The Summary

The single 3×3 filter detected blight boundaries. But Kvrothja's fields had more going on than boundaries.

Kvrothja: Your system detects the edge of a cluster well. But it misses isolated blighted plots — single sick plants with no cluster around them. And it does not detect the density of a cluster — a sparse cluster of three plots is different from a dense cluster of twelve.

Trviksha needed the network to detect multiple kinds of patterns, not just one.

Many Filters

She added more scanning teams. Instead of one 3×3 filter sliding across the field, she trained four filters simultaneously, each with its own nine weights:

Filter A: Detected blight boundaries — the advancing edge of a cluster. Filter B: Detected isolated blight — single blighted plots surrounded by healthy ones. Filter C: Detected dense clusters — areas where many adjacent plots were all blighted. Filter D: Detected healthy corridors — strips of healthy plots between two blighted areas.

Each filter scanned the entire field independently, producing its own grid of outputs. Where Filter A saw a strong boundary, its output was high at that position. Where Filter B saw an isolated case, its output was high there instead. Each filter "saw" the field through its own lens.

Trviksha: Each filter produces a map. Not a map of the field itself, but a map of where that filter's pattern appears. Filter A's map shows where the boundaries are. Filter B's map shows where the isolated cases are. Four filters, four maps.

Blortz: Four views of the same field, each highlighting a different kind of pattern.

These output grids — one per filter — were feature maps. Each feature map was the same size as the input field (roughly), but instead of showing raw blight status, it showed the strength of a particular pattern at each location. The feature maps were the network's internal representation of the field — translated from "what is here" into "what patterns are here."

Too Much Detail

Four feature maps, each 18×18 (slightly smaller than the 20×20 input because the 3×3 window could not extend beyond the edges). That was four times 324 values — nearly thirteen hundred numbers per field. Kvrothja did not need this level of detail.

Kvrothja: I do not treat individual plots. I treat quadrants. My workers can apply soil treatment to a section of the field — say, a 5×5 area. I need to know which sections are at risk, not which individual plots.

Trviksha needed to compress the feature maps. The question was how to reduce the resolution without losing the important information.

Pooling

She divided each feature map into non-overlapping 3×3 blocks. For each block, she took a single summary value: the maximum. If any position within the block showed a strong pattern, the block's summary was high. If no position showed the pattern, the summary was low.

Trviksha: The question changes from "is there blight at this exact position?" to "is there blight somewhere in this block?" The answer is yes if any plot in the block is affected. Taking the maximum preserves the strongest signal while discarding the precise location within the block.

Each 18×18 feature map, divided into 3×3 blocks, became a 6×6 summary.

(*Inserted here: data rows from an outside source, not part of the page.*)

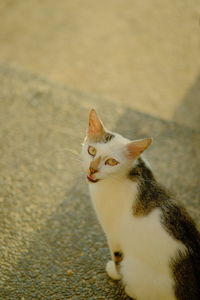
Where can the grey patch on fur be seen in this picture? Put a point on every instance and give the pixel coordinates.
(150, 193)
(185, 267)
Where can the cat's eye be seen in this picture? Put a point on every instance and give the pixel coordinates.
(92, 151)
(111, 162)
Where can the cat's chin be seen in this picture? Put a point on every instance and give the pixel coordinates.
(90, 179)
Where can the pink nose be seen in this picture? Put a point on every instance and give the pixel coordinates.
(92, 171)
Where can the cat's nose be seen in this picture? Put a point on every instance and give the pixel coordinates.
(92, 170)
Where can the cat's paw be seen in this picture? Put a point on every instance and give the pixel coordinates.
(112, 271)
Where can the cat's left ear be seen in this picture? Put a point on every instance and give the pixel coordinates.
(95, 127)
(135, 148)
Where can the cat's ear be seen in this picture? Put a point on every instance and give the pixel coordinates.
(135, 148)
(95, 127)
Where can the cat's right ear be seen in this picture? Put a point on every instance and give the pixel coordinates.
(135, 148)
(95, 126)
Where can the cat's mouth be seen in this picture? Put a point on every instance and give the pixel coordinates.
(92, 179)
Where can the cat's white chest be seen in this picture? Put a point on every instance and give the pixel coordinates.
(143, 237)
(112, 201)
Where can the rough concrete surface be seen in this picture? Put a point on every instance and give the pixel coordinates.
(143, 53)
(52, 246)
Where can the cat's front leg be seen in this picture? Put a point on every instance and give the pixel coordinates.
(112, 267)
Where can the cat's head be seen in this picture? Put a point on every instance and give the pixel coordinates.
(107, 154)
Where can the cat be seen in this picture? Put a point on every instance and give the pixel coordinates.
(154, 243)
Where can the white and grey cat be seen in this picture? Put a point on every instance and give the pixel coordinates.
(154, 244)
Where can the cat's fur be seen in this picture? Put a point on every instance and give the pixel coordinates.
(154, 244)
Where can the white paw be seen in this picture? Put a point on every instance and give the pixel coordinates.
(112, 271)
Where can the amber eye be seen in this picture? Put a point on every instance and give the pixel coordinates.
(111, 162)
(91, 150)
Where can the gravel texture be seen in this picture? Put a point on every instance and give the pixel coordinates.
(52, 246)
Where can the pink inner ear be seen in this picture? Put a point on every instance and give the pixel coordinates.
(135, 148)
(95, 127)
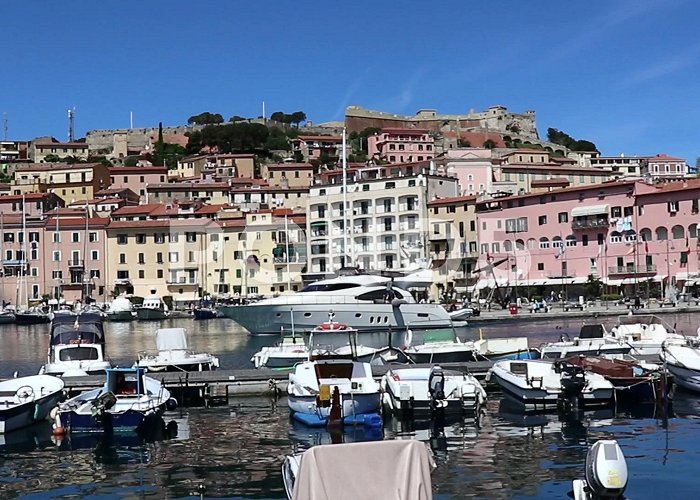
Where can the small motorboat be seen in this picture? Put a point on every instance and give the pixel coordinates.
(646, 334)
(593, 340)
(312, 384)
(683, 362)
(540, 385)
(153, 309)
(31, 316)
(76, 345)
(413, 392)
(440, 346)
(128, 401)
(26, 400)
(121, 309)
(396, 469)
(173, 354)
(505, 348)
(606, 473)
(634, 380)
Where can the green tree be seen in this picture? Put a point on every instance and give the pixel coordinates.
(205, 118)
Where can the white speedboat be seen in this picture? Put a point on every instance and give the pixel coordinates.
(440, 346)
(683, 362)
(121, 309)
(312, 384)
(128, 401)
(646, 334)
(538, 384)
(394, 469)
(174, 356)
(593, 340)
(27, 400)
(359, 300)
(76, 345)
(152, 309)
(606, 473)
(410, 392)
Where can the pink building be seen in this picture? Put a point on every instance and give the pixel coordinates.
(137, 178)
(399, 145)
(630, 235)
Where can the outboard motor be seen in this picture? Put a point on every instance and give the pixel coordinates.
(606, 473)
(573, 381)
(436, 387)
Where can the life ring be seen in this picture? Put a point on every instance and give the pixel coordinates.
(331, 326)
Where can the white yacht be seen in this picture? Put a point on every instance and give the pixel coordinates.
(369, 303)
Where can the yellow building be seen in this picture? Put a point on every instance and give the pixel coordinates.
(72, 182)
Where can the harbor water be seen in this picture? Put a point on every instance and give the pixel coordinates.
(236, 451)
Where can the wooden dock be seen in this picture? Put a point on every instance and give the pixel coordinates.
(212, 387)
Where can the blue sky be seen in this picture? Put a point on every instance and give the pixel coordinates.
(621, 73)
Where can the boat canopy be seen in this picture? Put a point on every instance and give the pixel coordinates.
(74, 329)
(383, 469)
(171, 339)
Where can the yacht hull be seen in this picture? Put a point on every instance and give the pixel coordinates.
(270, 319)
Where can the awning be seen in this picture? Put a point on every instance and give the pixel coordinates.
(589, 210)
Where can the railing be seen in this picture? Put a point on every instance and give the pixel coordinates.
(643, 269)
(589, 223)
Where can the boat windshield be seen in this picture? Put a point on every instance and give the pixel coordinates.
(78, 354)
(328, 287)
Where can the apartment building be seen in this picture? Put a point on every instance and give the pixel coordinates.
(386, 221)
(71, 182)
(400, 145)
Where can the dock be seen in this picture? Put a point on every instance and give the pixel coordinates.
(217, 386)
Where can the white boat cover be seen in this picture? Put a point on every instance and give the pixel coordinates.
(171, 339)
(397, 470)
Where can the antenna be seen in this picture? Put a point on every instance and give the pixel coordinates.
(71, 124)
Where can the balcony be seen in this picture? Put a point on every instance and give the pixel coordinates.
(589, 223)
(642, 270)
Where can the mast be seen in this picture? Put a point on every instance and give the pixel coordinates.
(345, 203)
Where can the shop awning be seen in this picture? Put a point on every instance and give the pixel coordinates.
(589, 210)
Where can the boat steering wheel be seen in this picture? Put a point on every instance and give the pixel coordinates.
(25, 393)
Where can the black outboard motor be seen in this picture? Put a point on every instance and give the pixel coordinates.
(606, 473)
(573, 381)
(436, 387)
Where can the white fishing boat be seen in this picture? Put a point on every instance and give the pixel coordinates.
(539, 384)
(593, 340)
(312, 384)
(395, 469)
(26, 400)
(173, 354)
(76, 345)
(121, 309)
(646, 334)
(440, 346)
(413, 392)
(152, 309)
(128, 401)
(683, 362)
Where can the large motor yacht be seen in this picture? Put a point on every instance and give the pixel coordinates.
(367, 302)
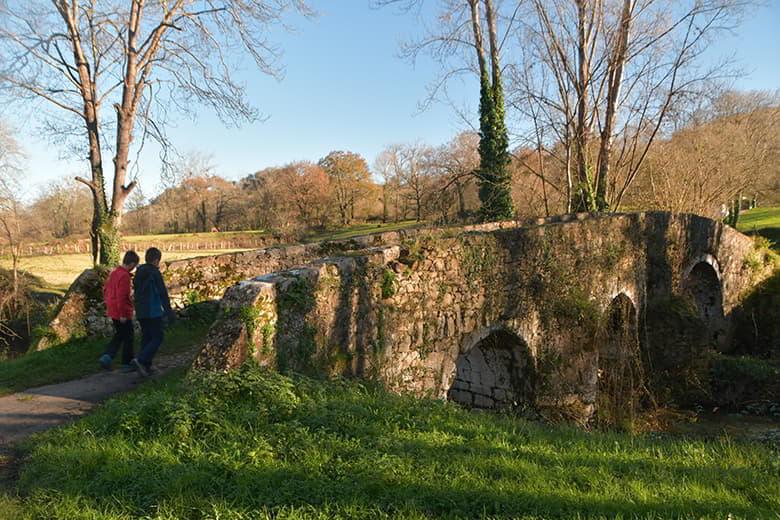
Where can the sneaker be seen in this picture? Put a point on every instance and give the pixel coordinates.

Four feature maps became four 6×6 summaries — 144 values instead of 1,296. A ninefold reduction in information, but the critical patterns survived.

A feature map (18×18 grid of varying shades) being divided into 3×3 blocks. Each block is replaced by a single value — the maximum within the block. The resulting 6×6 grid is much smaller but preserves the rough locations of the strongest patterns. A velociraptor picks the brightest pebble from each block

Kvrothja: Now your 6×6 summary roughly corresponds to my treatment sections. Each cell in the summary tells me whether that section of the field has a blight pattern worth treating.

Blortz: You threw away the fine detail and kept the coarse structure. Where in the block the pattern appeared — top-left or bottom-right — is lost. But whether the pattern appeared is preserved.

Trviksha: For Kvrothja's purposes, the coarse structure is enough. She cannot treat individual plots anyway. The summary matches the resolution of her intervention.

The Pipeline

The full system was now a pipeline:

Raw field grid (20×20) enters.
Four convolutional filters scan the grid, producing four feature maps (18×18 each).
Pooling compresses each feature map to 6×6.
The four 6×6 summaries (144 values total) feed into a standard hidden layer.
The hidden layer produces a final classification: which sections of the field need treatment.

The convolutional filters detected patterns. The pooling compressed the patterns. The hidden layer combined them into a decision. Each stage had a clear role, and together they processed the spatial data in a way that no fully connected network could match.

Trviksha has built two key components of a convolutional neural network. Feature maps are the output of each convolutional filter — they show where in the input each pattern appears, rather than what the raw input looks like. Multiple filters produce multiple feature maps, each highlighting a different kind of pattern. Pooling compresses these maps by replacing a small region with a single summary value (typically the maximum or the average), reducing the spatial resolution while preserving the important signals. This serves two purposes: it makes the computation cheaper (fewer values to process in later layers), and it provides a degree of positional tolerance — if a pattern shifts by one or two positions, the pooled summary remains the same. Max pooling answers the question "is this pattern anywhere in this region?" rather than "is this pattern at this exact position?" Modern convolutional networks for image recognition (like those that identify objects in photographs) use exactly this architecture: convolve, pool, convolve, pool, then classify. Can you think of a situation where a rough summary of a region is more useful than a precise description of each point within it?